Science of data curation
We measure data quality across six key dimensions: completeness, accuracy, uniqueness, validity, consistency, and timeliness. A firm’s outdated data infrastructure may require too much maintenance and too many manually intensive processes. Modern data infrastructure with governance and automated standardization/normalization lets data flow freely between departments, better serving investors.
A sophisticated data operations layer allows CIOs and CDOs to create the fertile conditions for incremental augmentation, standardization of data models, strengthening data security, and implementing efficient data governance processes. In today’s exceedingly complicated markets, I cannot overstate the importance of data infrastructure’s capability to normalize multiple views of the same models and map existing data structures to a unified framework. The process begins with identifying common data entities and their relationships across systems.
As funds and managers grow and diversify, they accumulate fragmented systems that store and process data in different formats, at different granularities, and targeted to varying operational uses. This makes it painful to integrate data across systems and extract meaningful insights. Normalization ensures that data is stored in a consistent format, enabling seamless integration, analysis, and reporting across systems.
Building trust in investment data across the organization
Poor data quality—manifesting in missing values, duplicates, and errors—can severely undermine the effectiveness of a company’s data-driven strategies. To combat this, organizations should embed automated quality checks within their data management systems. These checks should be designed to detect and resolve inconsistencies, identify missing values, and flag erroneous data before it filters throughout the system. Automated validation processes can cross-check incoming data against predefined quality standards. The earlier you catch an issue, the less impact it will have downstream.
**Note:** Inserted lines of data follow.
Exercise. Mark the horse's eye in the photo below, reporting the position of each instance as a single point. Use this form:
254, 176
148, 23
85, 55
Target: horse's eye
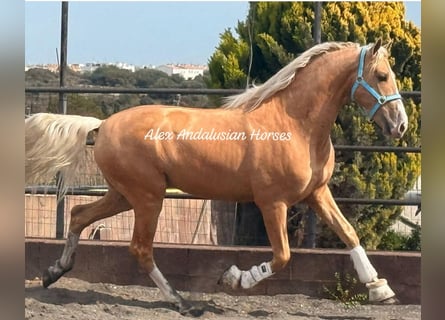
382, 76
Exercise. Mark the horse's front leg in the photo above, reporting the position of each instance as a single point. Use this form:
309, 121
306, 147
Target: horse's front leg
274, 216
323, 203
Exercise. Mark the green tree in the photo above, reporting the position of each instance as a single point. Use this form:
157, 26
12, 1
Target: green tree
277, 32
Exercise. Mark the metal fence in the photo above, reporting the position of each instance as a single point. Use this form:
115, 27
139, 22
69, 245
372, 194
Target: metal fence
184, 217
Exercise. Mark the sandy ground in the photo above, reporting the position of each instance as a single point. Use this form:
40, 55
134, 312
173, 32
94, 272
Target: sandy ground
71, 298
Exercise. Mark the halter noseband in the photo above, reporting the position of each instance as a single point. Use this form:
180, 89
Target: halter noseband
360, 81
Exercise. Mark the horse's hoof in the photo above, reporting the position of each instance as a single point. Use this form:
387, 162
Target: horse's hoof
48, 279
187, 309
231, 278
390, 301
380, 292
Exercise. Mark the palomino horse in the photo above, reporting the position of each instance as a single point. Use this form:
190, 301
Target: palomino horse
270, 144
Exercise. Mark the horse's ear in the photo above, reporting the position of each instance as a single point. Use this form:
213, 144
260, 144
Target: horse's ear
389, 45
376, 46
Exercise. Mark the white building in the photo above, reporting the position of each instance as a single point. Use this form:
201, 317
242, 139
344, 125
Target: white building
187, 71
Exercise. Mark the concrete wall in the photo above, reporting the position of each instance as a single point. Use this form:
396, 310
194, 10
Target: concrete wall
198, 268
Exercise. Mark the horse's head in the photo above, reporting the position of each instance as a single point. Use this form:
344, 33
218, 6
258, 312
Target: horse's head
376, 91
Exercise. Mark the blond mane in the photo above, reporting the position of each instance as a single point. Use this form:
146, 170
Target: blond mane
252, 98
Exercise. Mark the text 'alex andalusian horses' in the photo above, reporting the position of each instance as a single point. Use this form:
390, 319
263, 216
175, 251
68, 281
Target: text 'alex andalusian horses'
270, 144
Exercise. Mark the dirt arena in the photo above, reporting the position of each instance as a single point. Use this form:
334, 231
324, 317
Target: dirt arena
71, 298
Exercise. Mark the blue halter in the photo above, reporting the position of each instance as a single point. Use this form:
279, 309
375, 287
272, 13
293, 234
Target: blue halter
360, 81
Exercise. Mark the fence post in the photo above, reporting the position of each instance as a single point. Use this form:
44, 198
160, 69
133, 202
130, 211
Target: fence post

The people in treasury must trust the data they use to track collateral, generate margin reports, or calculate impact against positions daily. The people in portfolio accounting must trust the data they use to analyze performance across multiple currencies, generate P&L in multiple dimensions, or validate NAVs. Traders must trust the data to deploy strategies fast and achieve smarter capital allocation. Consistent, centralized securities data is essential to preserve integrity across trade capture, asset servicing, and accounting processes.
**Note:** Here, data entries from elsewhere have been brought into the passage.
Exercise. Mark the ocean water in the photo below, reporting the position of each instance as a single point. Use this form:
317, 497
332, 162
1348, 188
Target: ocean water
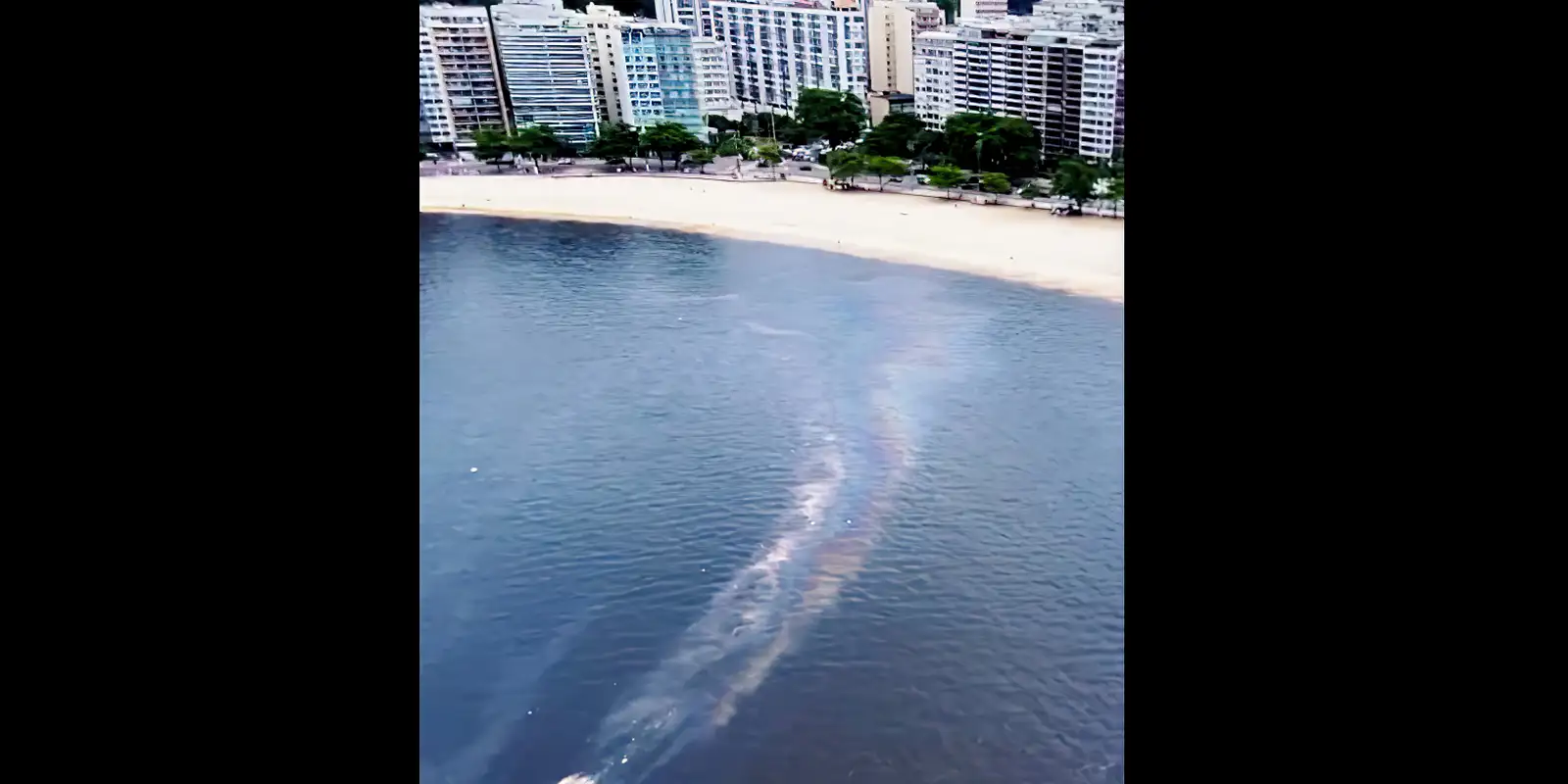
749, 514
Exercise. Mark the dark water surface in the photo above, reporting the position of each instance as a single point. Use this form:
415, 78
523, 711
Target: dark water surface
749, 514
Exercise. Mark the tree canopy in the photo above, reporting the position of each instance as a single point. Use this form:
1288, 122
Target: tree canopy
733, 146
770, 154
491, 145
948, 177
615, 141
846, 165
896, 135
831, 115
885, 167
995, 182
668, 138
702, 157
1074, 180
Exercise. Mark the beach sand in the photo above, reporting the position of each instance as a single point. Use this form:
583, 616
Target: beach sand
1074, 255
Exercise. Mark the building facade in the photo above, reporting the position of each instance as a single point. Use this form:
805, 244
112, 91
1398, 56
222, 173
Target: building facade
604, 25
548, 70
459, 75
690, 13
1062, 83
933, 77
713, 83
891, 28
778, 47
659, 75
980, 8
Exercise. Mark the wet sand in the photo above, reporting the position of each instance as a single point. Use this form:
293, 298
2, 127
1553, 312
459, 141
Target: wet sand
1074, 255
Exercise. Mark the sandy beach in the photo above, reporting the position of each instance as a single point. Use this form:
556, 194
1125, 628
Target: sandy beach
1074, 255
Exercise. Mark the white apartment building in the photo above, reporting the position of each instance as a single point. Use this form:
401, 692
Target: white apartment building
659, 75
778, 47
604, 25
980, 8
546, 68
893, 25
933, 77
459, 77
713, 85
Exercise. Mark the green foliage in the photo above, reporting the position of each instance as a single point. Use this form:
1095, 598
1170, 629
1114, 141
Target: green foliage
948, 177
668, 138
835, 117
995, 182
770, 154
847, 165
533, 141
1074, 180
930, 148
993, 143
615, 141
702, 157
1118, 187
885, 167
490, 145
896, 135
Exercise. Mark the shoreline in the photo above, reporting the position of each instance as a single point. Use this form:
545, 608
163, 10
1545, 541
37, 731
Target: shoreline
1079, 256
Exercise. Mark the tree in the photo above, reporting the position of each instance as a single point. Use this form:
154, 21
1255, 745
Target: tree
846, 165
995, 182
666, 137
885, 167
770, 154
993, 143
896, 135
731, 146
702, 157
929, 148
615, 141
490, 146
533, 141
1117, 190
948, 177
830, 115
1076, 180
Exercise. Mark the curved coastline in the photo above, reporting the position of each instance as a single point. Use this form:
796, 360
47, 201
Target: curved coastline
1078, 256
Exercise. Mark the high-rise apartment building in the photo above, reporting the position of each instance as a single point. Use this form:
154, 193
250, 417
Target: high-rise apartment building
891, 28
659, 75
690, 13
778, 47
604, 25
715, 88
933, 77
546, 68
1063, 83
459, 77
980, 8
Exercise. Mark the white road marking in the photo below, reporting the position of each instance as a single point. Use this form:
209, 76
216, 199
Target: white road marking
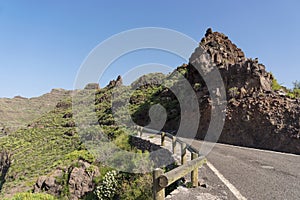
231, 187
261, 150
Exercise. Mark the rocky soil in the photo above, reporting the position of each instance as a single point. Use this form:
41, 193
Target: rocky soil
256, 116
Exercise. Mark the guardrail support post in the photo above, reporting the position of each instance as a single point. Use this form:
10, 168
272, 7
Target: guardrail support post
194, 174
163, 135
183, 153
141, 131
158, 192
173, 144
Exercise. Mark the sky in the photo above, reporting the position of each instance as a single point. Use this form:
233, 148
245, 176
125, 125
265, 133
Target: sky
44, 43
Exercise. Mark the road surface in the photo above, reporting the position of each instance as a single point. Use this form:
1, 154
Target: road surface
245, 173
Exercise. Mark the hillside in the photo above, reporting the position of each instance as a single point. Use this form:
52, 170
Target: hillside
258, 113
50, 155
19, 111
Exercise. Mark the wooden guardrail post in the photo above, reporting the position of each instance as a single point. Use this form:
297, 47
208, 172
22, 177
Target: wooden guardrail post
174, 142
183, 153
163, 135
158, 191
194, 173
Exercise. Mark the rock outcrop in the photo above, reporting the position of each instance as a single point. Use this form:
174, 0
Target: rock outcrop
238, 72
5, 162
115, 83
78, 180
256, 116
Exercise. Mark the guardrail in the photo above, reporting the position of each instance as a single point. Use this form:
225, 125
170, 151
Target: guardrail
162, 180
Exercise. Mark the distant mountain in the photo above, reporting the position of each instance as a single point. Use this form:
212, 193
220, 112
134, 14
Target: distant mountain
19, 111
48, 153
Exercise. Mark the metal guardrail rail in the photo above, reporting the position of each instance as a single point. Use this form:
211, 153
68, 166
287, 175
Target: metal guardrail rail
162, 180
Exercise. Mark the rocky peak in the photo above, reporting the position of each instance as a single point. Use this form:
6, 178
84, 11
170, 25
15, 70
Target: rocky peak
115, 83
92, 86
238, 72
221, 49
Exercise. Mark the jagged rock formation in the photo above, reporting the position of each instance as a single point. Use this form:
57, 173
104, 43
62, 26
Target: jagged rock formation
115, 83
92, 86
78, 180
246, 75
256, 116
17, 112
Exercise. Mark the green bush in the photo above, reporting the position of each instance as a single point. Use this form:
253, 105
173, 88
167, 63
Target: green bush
32, 196
108, 187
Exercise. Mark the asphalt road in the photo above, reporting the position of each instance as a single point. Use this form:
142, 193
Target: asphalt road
257, 174
254, 174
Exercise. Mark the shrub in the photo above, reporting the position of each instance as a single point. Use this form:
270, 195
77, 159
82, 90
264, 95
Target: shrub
32, 196
108, 187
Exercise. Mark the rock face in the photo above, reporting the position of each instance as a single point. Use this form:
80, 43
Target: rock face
115, 83
79, 181
92, 86
256, 116
246, 75
5, 162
Governance, lineage, and bitemporal modeling in financial systems
Data curation is also about buttoned-up data governance that gives everyone the right access/permissions and entitlements, visibility into the data catalog, as well as clear lineage, observability, and bitemporal data history for audits. Bitemporal modeling is not easy but is necessary to have reliable historical information; the system must track data values in multiple timelines.
We have to be able to not only know our data; we have to know when we knew it – because the real world is complicated and can change underfoot. Trades get amended, earnings get restated, mistakes get corrected. It’s not enough to know that you made a prediction and it didn’t pan out – it’s important to be able to recall exactly what you knew when you made the prediction. Do you have a model problem or a data timeliness problem? Without bitemporal data you can’t know what you knew at the time.
Data curation means silencing the noise
Let’s say the CIO for the aforementioned multi-strategy hedge fund is trying to clearly understand total risk of the firm. They want to weigh risk introduced between strategies and weigh them off against each other when they offset. While it’s totally reasonable for a macro strategy or arbitrage strategy to be interested in one view of data that is completely different from the view a private credit strategy needs, the impact of these different silos increases the difficulty in getting a unified view. Poor data curation with no standards for time horizon or sentiment tone will result in the CIO trying (and failing) to compare strategies and their joint exposure or counterweighting. There’s nothing but incomprehensible data noise.
You know you have achieved data curation when new datasets are seamlessly ingested and normalized, anyone in the firm can grab the information they need when they need it, and that information they pull is accurate all the way upstream for risk modeling, analytics, compliance, and trade execution.
Moneyball in finance
A baseball manager will be fired if he keeps fielding players based solely on batting averages without knowing if they’re hitting dingers off aces or bunting against bullpen retreads. Likewise, a CIO operating without curated, normalized, and context-tagged performance data is managing blind.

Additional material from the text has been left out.